Seven kilometres south lies the Beijing Central Axis, a newly inscribed UNESCO ensemble running through the heart of the historical capital, connecting former imperial palaces, sacrificial altars, and ceremonial gates in a line that embodies the cosmic order of dynastic China. The Temple of Heaven, eleven kilometres away, remains a masterpiece of early Ming architecture set in ancient pine groves.
Beijing Capital International Airport lies nineteen kilometres northeast, connected by express rail and taxi. The newer Daxing International Airport, fifty kilometres south, serves as an alternate gateway.
The property's immediate surroundings reward exploration on foot. Sanyuanli Market, three hundred metres away, sprawls with stalls selling bitter melon, live fish, and hand-pulled noodles, a sensory contrast to the manicured calm of the hotel. Serious gastronomes will find exceptional Taizhou cooking at Xin Rong Ji on Xinyuan South Road, a three-star flagship two hundred metres from the property, where East China Sea fish arrives daily. Book a table at Chao Shang Chao, four kilometres south, for Chef Cheung's reimagined Chaozhou classics, steamed fish maw and double-boiled soups executed with quiet precision. Closer still, Shanghai Cuisine offers modern Shanghainese cooking in a teal-accented dining room less than two kilometres away, its hairy crab and red-braised pork worth the short drive.
The Summer Palace, twenty-seven kilometres northwest, spreads across Kunming Lake with its pavilions and covered walkways unchanged since the late Qing restoration. The Great Wall's Mutianyu section, sixty-one kilometres north, offers watchtowers and forested ridges without the crowds of Badaling.

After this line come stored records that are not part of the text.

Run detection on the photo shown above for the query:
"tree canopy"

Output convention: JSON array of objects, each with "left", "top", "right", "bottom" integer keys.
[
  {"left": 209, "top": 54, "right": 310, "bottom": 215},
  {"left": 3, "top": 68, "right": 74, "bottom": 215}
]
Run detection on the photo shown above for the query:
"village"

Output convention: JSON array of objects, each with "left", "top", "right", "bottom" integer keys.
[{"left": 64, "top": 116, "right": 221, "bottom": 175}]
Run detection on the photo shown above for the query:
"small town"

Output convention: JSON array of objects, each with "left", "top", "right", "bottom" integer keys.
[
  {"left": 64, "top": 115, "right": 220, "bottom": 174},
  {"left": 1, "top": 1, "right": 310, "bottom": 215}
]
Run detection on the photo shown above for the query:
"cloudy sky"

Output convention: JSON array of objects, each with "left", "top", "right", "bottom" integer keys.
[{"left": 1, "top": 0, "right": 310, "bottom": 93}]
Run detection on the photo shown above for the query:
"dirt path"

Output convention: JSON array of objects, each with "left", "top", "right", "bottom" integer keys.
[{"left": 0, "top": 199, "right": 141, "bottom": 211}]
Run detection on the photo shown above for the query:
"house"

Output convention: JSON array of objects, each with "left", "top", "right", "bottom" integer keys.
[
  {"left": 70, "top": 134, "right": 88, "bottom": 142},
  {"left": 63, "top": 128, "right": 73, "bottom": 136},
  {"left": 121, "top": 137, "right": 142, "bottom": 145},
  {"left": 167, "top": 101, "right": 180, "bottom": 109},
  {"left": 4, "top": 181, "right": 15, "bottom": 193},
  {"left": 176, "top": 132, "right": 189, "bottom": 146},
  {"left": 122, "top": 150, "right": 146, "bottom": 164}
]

Winter descends sharp and dry, with January mornings breaking at minus nine and afternoons barely climbing above freezing. The air turns brittle, the sky a pale enamel blue, and the city's public parks fill with bundled tai chi practitioners moving through the cold.
Spring arrives in fits, March still cool and dusty, April warming rapidly as peonies bloom in temple courtyards. By May, temperatures reach the high twenties, and the city shakes off its winter stillness.
Summer brings monsoon rains, July and August humid and wet, the heat softened by afternoon downpours that wash the smog from the sky. Autumn is glorious: September and October offer clear days, mild temperatures, and the best light of the year, golden and slanting through the changing leaves of the plane trees.